On launch, The Crab Strategy vault reached its maximum deposit limit within just 90 minutes. The limits on vault deposits have since been raised, but as of writing still remains at max capacity. This perhaps is a good indication of the current sideways market sentiment. Aside from the Opyn dashboard, additional tools for traders to monitor Squeeth include visualisations from Squeeth Alert for funding rates and Dune Analytics dashboard from @momir for Squeeth trading volumes.

Conclusion

The ability for Squeeth to hedge against Uniswap V3 LP positions is a monumental development because a recent study by Bancor showed that hyper impermanent loss was responsible for 49.5% of liquidity providers left with negative returns. The only time horizon which managed to avoid significant loss was those flash LP-ing within a single block (Just In time Liquidity, JIT). Therefore the practical implementation of automated hedging strategies for LP positions integrated with active Uniswap V3 liquidity managers could potentially reduce these losses to 1%, if hedged accurately. 

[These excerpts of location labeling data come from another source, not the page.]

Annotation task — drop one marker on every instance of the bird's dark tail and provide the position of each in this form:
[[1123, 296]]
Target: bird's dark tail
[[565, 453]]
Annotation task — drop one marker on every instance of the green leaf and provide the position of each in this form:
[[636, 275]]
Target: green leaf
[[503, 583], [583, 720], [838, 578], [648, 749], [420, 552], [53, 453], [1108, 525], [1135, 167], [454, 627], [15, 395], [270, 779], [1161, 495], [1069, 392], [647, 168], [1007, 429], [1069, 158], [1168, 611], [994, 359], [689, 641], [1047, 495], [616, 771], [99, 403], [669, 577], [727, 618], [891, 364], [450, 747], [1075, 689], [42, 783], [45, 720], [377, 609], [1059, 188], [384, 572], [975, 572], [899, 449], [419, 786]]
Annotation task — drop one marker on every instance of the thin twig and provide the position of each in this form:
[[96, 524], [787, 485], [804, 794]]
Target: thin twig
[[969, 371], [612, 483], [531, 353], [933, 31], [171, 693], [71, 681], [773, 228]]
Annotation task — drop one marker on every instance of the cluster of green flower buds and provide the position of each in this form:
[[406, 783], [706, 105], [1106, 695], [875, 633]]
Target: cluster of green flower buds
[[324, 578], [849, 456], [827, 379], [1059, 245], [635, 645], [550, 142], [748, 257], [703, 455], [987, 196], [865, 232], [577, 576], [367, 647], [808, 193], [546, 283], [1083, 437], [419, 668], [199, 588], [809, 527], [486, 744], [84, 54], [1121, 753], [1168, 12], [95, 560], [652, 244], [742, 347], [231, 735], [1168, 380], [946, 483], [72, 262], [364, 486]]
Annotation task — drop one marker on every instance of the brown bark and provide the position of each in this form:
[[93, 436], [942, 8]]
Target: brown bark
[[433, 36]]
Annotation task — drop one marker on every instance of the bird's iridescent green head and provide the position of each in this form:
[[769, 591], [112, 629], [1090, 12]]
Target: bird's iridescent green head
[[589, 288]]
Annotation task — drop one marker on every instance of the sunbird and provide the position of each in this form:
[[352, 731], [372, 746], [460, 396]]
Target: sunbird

Not only does Squeeth enable the consolidation of fragmented liquidity markets it allows the hedging of non-linear risks in a single market instrument. Squeeth may be the first power perpetual instrument to launch but definitely not the last, the prospect of ETH cubed has already been raised. Although the volatility of Squeeth makes it an unlikely candidate as a stable collateral for lending and borrowing, opportunities for arb bots, quant traders and new novel strategies exist.  

In the near future, we can expect to see the deployment of automated strategies more appropriate for Bull and Bear market conditions. Opyn has commented on the possibility of Squeeth on L2 which will reduce gas fees during deposits, withdrawals and re-balances thus increasing yield margins for future strategies. 

Squeeth’s introduction as a crypto-native derivative, is completely new to both traditional markets and DeFi. It sets a new stage and example of how the power of DeFi can ideate, iterate and launch an exotic derivative in the short space of 5 months which would otherwise have been impossible in traditional markets.